Quantum Models Beyond Toy Circuits
A legacy 4‑qubit variational circuit is included as a reference point (lower bound on quantum capacity). More expressive quantum models are then explored:
| Model | Key Features |
|---|---|
| 8‑qubit variational circuits | Larger Hilbert space, deeper expressivity. |
| Data‑reuploading feature maps | Re‑inject classical data at multiple layers to boost representational power. |
| Hardware‑aware circuit design | Tailored to the connectivity and native gate set of the target quantum processor. |
| Quantum kernel methods | Non‑variational alternative that leverages quantum‑enhanced similarity measures. |
Noise, shot statistics, and gradient behaviour are treated as first‑class concerns rather than ignored artifacts.
Hybrid Classical‑Quantum Models Done Properly
Naïve hybrids often concatenate a tiny quantum output with a large classical embedding, causing the quantum signal to be drowned out. The Hybrid V2 architecture enforces dimension‑matched fusion:
- Shared GNN encoder → 128‑dimensional node/graph embedding.
- Classical branch → projects the 128‑D embedding to 64 D.
- Quantum branch
- Compresses the 128‑D embedding into a set of qubits.

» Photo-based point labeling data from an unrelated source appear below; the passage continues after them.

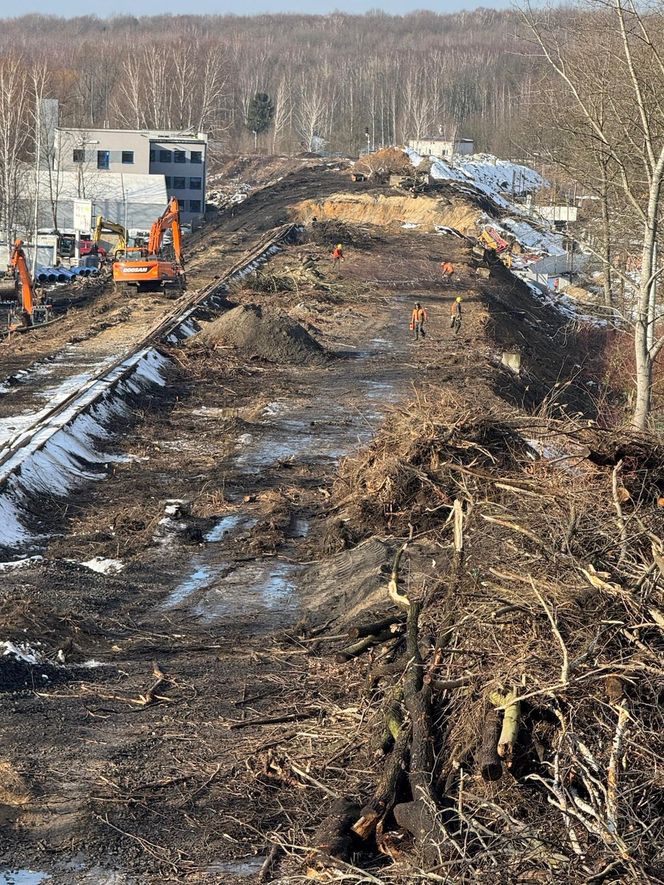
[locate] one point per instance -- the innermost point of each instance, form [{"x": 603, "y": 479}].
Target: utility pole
[{"x": 37, "y": 165}]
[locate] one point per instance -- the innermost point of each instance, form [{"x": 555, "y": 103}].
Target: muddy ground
[{"x": 183, "y": 714}]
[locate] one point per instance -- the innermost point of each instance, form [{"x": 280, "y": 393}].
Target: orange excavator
[
  {"x": 151, "y": 269},
  {"x": 32, "y": 314}
]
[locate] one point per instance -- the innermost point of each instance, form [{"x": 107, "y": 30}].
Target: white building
[
  {"x": 439, "y": 146},
  {"x": 180, "y": 158},
  {"x": 131, "y": 199}
]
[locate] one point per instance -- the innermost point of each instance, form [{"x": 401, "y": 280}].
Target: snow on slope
[{"x": 487, "y": 173}]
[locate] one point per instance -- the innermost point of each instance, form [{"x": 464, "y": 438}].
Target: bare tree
[
  {"x": 14, "y": 138},
  {"x": 627, "y": 126}
]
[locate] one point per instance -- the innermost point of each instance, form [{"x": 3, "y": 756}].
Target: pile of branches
[
  {"x": 516, "y": 683},
  {"x": 329, "y": 233}
]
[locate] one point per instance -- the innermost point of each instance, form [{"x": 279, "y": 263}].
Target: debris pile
[
  {"x": 271, "y": 337},
  {"x": 330, "y": 232},
  {"x": 514, "y": 669}
]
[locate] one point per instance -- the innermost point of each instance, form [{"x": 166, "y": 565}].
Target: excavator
[
  {"x": 104, "y": 226},
  {"x": 150, "y": 269},
  {"x": 31, "y": 313},
  {"x": 494, "y": 246}
]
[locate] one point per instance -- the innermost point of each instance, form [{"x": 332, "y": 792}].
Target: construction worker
[
  {"x": 417, "y": 321},
  {"x": 455, "y": 314}
]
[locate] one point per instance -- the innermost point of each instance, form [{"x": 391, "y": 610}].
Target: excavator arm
[
  {"x": 170, "y": 219},
  {"x": 20, "y": 265}
]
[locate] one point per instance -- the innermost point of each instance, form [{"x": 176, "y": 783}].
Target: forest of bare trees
[{"x": 330, "y": 77}]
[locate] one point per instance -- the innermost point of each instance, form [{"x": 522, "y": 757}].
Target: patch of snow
[
  {"x": 104, "y": 566},
  {"x": 22, "y": 652},
  {"x": 65, "y": 449},
  {"x": 20, "y": 563},
  {"x": 531, "y": 238},
  {"x": 496, "y": 178}
]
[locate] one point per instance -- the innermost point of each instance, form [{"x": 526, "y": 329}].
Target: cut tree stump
[
  {"x": 333, "y": 836},
  {"x": 491, "y": 766}
]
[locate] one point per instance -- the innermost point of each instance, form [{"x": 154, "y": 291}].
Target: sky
[{"x": 9, "y": 8}]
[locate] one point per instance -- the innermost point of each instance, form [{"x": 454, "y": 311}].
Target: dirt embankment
[
  {"x": 266, "y": 335},
  {"x": 390, "y": 210}
]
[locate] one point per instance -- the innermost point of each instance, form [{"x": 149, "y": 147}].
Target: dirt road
[
  {"x": 166, "y": 711},
  {"x": 110, "y": 787}
]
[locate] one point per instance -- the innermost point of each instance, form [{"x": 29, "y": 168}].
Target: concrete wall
[
  {"x": 182, "y": 173},
  {"x": 101, "y": 150},
  {"x": 441, "y": 147}
]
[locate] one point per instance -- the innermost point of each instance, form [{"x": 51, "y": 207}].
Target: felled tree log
[
  {"x": 375, "y": 627},
  {"x": 393, "y": 720},
  {"x": 491, "y": 766},
  {"x": 386, "y": 790},
  {"x": 333, "y": 836},
  {"x": 419, "y": 817},
  {"x": 366, "y": 642}
]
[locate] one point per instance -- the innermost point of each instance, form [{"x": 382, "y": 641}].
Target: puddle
[
  {"x": 244, "y": 866},
  {"x": 22, "y": 877},
  {"x": 199, "y": 578},
  {"x": 253, "y": 588}
]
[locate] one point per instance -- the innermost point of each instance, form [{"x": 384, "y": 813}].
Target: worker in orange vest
[
  {"x": 417, "y": 321},
  {"x": 455, "y": 314}
]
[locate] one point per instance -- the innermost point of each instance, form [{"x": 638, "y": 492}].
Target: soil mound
[{"x": 271, "y": 337}]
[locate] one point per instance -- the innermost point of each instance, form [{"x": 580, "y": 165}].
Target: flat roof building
[
  {"x": 439, "y": 146},
  {"x": 180, "y": 157}
]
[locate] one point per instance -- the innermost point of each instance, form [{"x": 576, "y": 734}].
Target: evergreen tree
[{"x": 259, "y": 113}]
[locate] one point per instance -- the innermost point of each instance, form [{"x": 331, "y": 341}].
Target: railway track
[{"x": 113, "y": 379}]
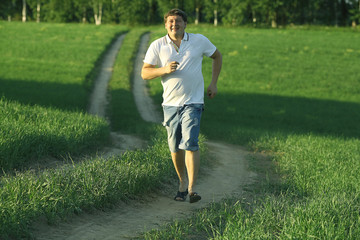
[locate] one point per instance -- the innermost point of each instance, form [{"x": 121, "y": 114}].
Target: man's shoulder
[
  {"x": 159, "y": 41},
  {"x": 197, "y": 37}
]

- Processes it with a variational quantum circuit (VQC).
- Upsamples the quantum output back to 64 D.
- Learned gating layer → combines the 64‑D classical and quantum representations per input.
Training Schedule
| Stage | Description |
|---|---|
| 1️⃣ Classical pre‑training | Train the GNN and classical branch alone until convergence. |
| 2️⃣ Joint training | Enable the quantum branch and train the full hybrid end‑to‑end. |
| 3️⃣ Low‑learning‑rate fine‑tuning | Refine all parameters with a reduced learning rate to stabilize quantum contributions. |
This staged approach lets quantum features contribute conditionally, rather than being assumed to improve performance automatically.
Illustration
(The original image link was incomplete, so the illustration has been omitted.)

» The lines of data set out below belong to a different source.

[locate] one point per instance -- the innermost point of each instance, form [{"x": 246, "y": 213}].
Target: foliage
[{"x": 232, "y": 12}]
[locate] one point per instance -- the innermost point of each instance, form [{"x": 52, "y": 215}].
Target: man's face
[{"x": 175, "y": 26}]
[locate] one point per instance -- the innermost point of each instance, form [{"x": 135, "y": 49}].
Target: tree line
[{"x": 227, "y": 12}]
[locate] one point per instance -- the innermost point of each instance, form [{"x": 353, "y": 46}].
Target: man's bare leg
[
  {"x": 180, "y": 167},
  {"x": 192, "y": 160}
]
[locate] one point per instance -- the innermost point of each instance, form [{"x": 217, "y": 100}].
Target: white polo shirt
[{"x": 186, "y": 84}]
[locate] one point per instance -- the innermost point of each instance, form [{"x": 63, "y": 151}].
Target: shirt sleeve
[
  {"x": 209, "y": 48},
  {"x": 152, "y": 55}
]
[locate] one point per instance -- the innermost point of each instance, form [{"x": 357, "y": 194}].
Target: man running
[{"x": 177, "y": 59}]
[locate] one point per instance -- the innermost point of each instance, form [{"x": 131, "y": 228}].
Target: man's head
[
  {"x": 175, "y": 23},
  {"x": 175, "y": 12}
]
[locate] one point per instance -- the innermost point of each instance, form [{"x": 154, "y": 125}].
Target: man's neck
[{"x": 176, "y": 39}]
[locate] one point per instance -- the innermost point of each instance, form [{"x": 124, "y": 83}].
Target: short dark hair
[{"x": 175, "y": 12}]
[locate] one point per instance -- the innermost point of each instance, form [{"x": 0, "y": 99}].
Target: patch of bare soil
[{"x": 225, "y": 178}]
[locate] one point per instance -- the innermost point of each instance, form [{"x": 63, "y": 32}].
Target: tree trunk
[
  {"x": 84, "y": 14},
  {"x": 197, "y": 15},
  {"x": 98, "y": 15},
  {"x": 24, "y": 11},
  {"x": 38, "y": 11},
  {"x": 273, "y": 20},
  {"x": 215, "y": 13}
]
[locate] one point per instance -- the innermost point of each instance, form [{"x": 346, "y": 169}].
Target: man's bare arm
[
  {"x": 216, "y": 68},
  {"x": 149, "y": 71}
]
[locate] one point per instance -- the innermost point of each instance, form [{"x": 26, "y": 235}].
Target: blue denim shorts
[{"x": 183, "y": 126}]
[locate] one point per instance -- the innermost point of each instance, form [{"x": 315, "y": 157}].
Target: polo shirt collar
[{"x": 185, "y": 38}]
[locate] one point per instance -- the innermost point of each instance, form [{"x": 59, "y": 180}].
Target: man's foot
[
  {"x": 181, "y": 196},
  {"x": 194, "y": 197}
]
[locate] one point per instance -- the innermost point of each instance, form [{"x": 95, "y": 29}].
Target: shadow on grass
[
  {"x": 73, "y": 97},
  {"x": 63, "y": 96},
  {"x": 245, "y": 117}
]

Training, Evaluation, and Scientific Rigor
Experiments are defined through configuration files and hashed for reproducibility. Random seeds are controlled across Python, NumPy, and JAX.
Evaluation includes
- Murcko scaffold splits – realistic generalisation across chemical space.
- Systematic ablations of architecture and circuit parameters.

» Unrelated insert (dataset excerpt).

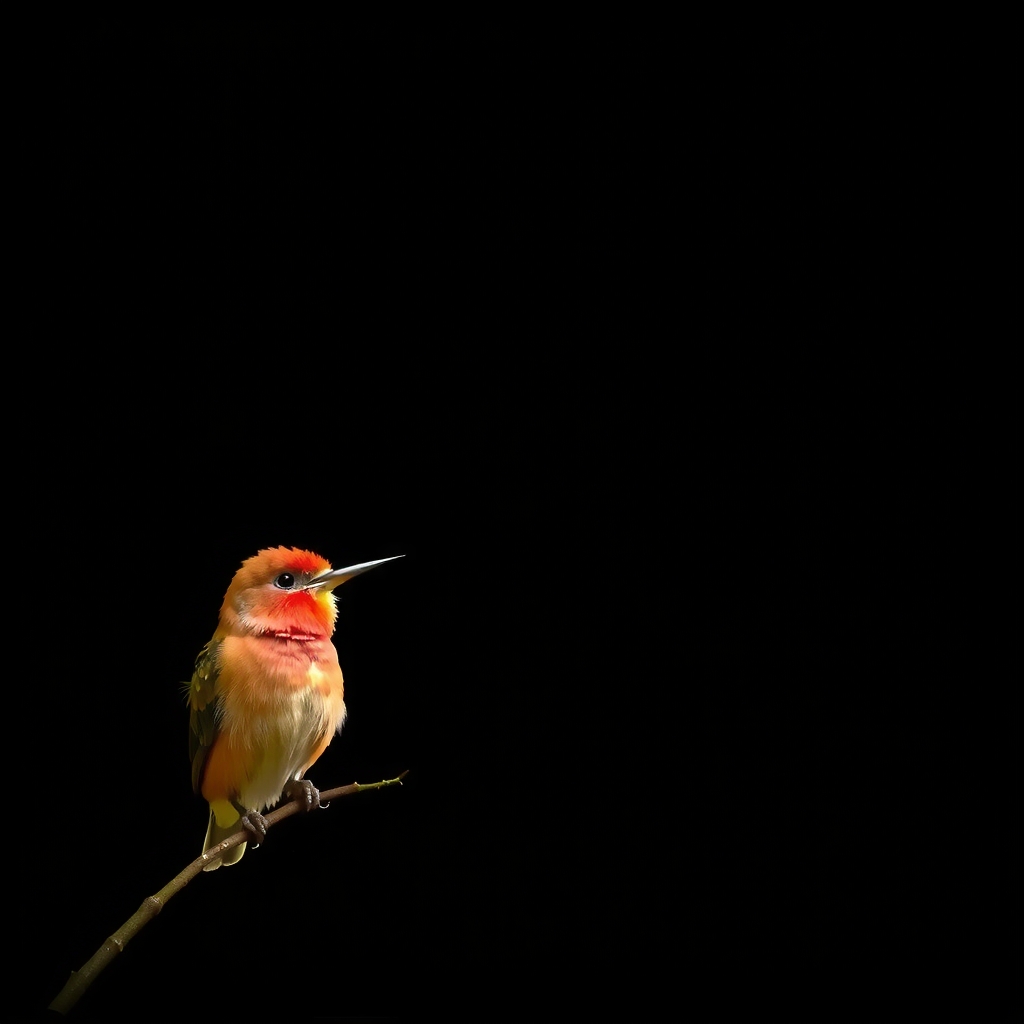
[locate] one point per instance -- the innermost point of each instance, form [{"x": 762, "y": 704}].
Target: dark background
[{"x": 668, "y": 658}]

- Uncertainty estimation via Monte‑Carlo dropout and quantum shot noise.
- Diagnostics for barren plateaus and overall trainability.
- Surrogatability tests to probe how well classical models can mimic quantum outputs.
The goal is not to chase headline numbers but to gain a deeper understanding of model behaviour.
From Research Code to Production Inference
Trained models are managed via a lightweight model registry that handles configuration, checkpoint loading, and caching.
A FastAPI service exposes:
- Single‑molecule inference
- Batch inference
- Optional uncertainty estimates
From the client’s perspective, classical, quantum, and hybrid models share the same interface, closing the gap between experimentation and real‑world use.
Code and Reproducibility
The full implementation—including configuration files, data loaders, model architectures, training pipelines, evaluation utilities, and the FastAPI inference service—is available in the GitHub repository:
GitHub repository:
https://github.com/your-username/your-repo
Final Thoughts
Rather than asking whether quantum models “win”, this platform asks a more useful question: when, where, and how do they contribute?
Answering that responsibly requires shared infrastructure, strong baselines, and measurable uncertainty. This project aims to provide exactly that.